Universal Healthcare: Is “Medicare for All” the Answer?

What does “Medicare for All” really mean, how would it be financed, and are there other ways to achieve universal health care? Watch the panel discussion that addresses these questions and more.

Our panelists explain the basics of a single-payer system, its pros and cons, and other strategies to achieve universal health care.

This talk was part of the 2019 UC Berkeley School of Public Health Dean’s Speaker Series. It was co-sponsored by the UC Berkeley Haas School of Business.

Panelists

Laurel Lucia, Director Health Care Program, UC Berkeley Labor Center MPP ’05
Laurel Lucia is director of the Health Care Program at the UC Berkeley Labor Center, where she has worked since 2009. Her recent research has examined the uninsured in California and state options for achieving universal coverage, health insurance for California immigrants, health care affordability challenges and proposed solutions, and the health coverage and economic impacts of Affordable Care Act repeal on California. Previously, Laurel worked on issues affecting health care workers as a researcher/policy analyst for the Service Employees International Union.

Wendell Potter, author, journalist, and president of Wendell Potter Consulting
Wendell Potter is an author, former corporate public relations executive, and journalist with more than four decades of experience as a communications professional. Wendell has also served as press secretary to a Tennessee gubernatorial candidate, head of advertising and PR for a large integrated health care system in East Tennessee, a partner in an Atlanta public relations firm, and a state and federal lobbyist. He left his corporate career to advocate for meaningful health care reform and has spoken at more than 200 public forums and authored the award-winning book, Deadly Spin, An Insurance Company Insider Speaks Out on How Corporate PR Is Killing Health Care and Deceiving Americans. In addition to serving as president of Wendell Potter Consulting, Wendell is also a columnist for The Center for Public Integrity.

Stephen Shortell, Professor of the Graduate School and Dean Emeritus, UC Berkeley School of Public Health
Stephen M. Shortell PhD, MPH, MBA is the Blue Cross of California Distinguished Professor of Health Policy and Management Emeritus and Professor of the Graduate School at the UC Berkeley School of Public Health and The UC Berkeley Haas School of Business. He co-leads the Center for Healthcare Organizational and Innovation Research and the Center for Lean Engagement and Research in Healthcare. From 2002 to 2013 he served as dean of the School of Public Health. A leading health care scholar, he has received numerous awards for his research examining the performance of integrated delivery systems; the organizational factors associated with quality and outcomes of care; and the factors associated with the adoption of evidence-based processes for treating patients with chronic illness.
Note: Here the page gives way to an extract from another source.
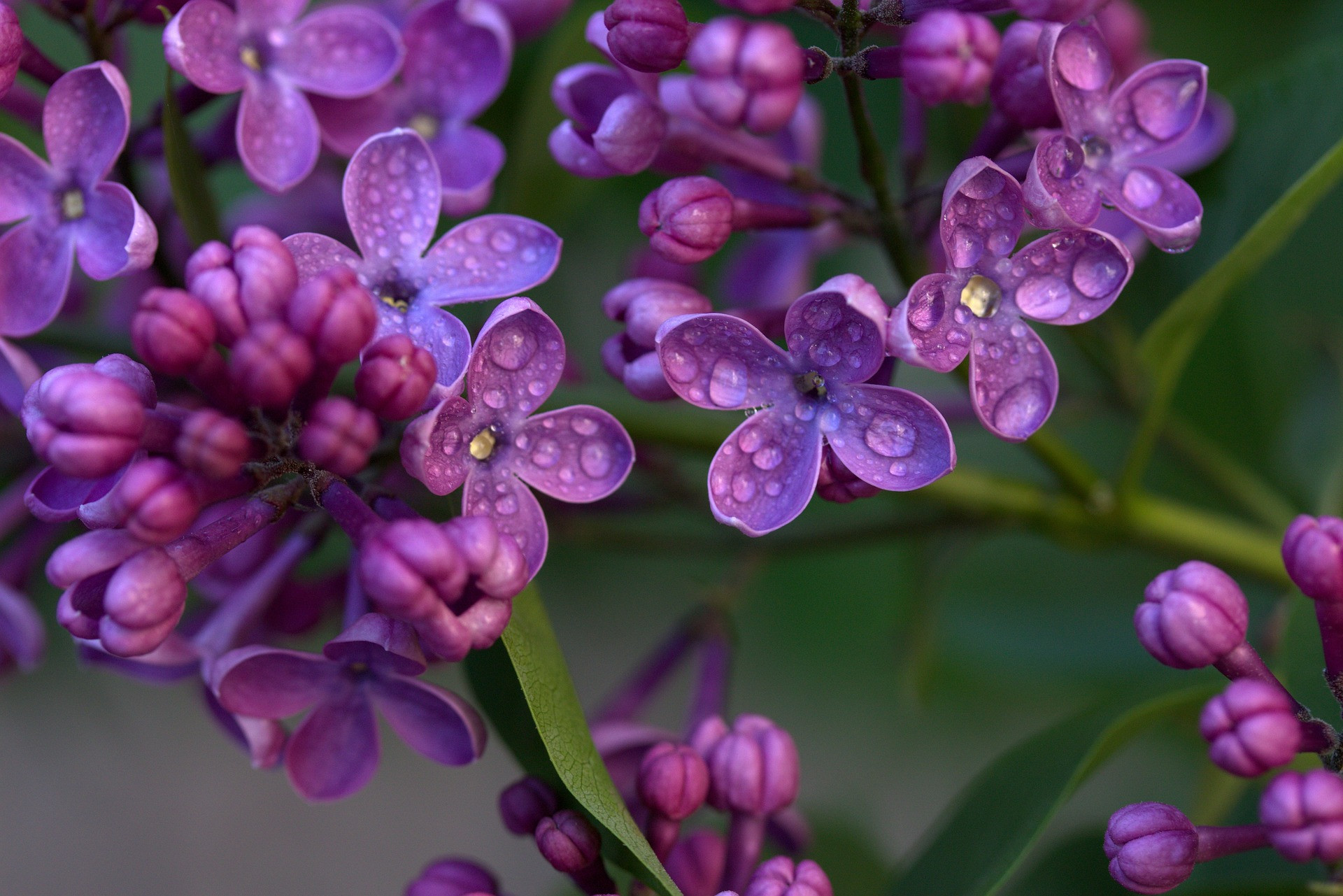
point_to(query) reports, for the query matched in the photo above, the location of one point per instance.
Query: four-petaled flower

Micah Weinberg, president, Bay Area Council Economic Institute
Micah Weinberg PhD is president of the Bay Area Council Economic Institute, a think tank focused on the most critical economic and policy issues facing the nine-county Silicon Valley/San Francisco region. In this role, he manages a team of professional researchers who produce world class economic and policy analysis and insight. He serves on the boards or steering committees of the the California Stewardship Network, the homelessness-focused nonprofit Hamilton Families, Rise Together Bay Area, Covered California for Small Business, and the Greater Bay Area Redwood Area of the American Cancer Society​.

Moderator

Larry Levitt, Senior Vice President for Health Reform, Kaiser Family Foundation
Larry Levitt MPP is senior vice president for health reform at the Kaiser Family Foundation and senior advisor to the president of the foundation. Among other duties, he is co-executive director of the Program for the Study of Health Reform and Private Insurance. He previously directed the foundation’s communications and online activities and its Changing Health Care Marketplace Project. Prior to joining the Kaiser Family Foundation, he served as a senior health policy advisor to the White House and Department of Health and Human Services, working on the development of President Clinton’s Health Security Act and other health policy initiatives.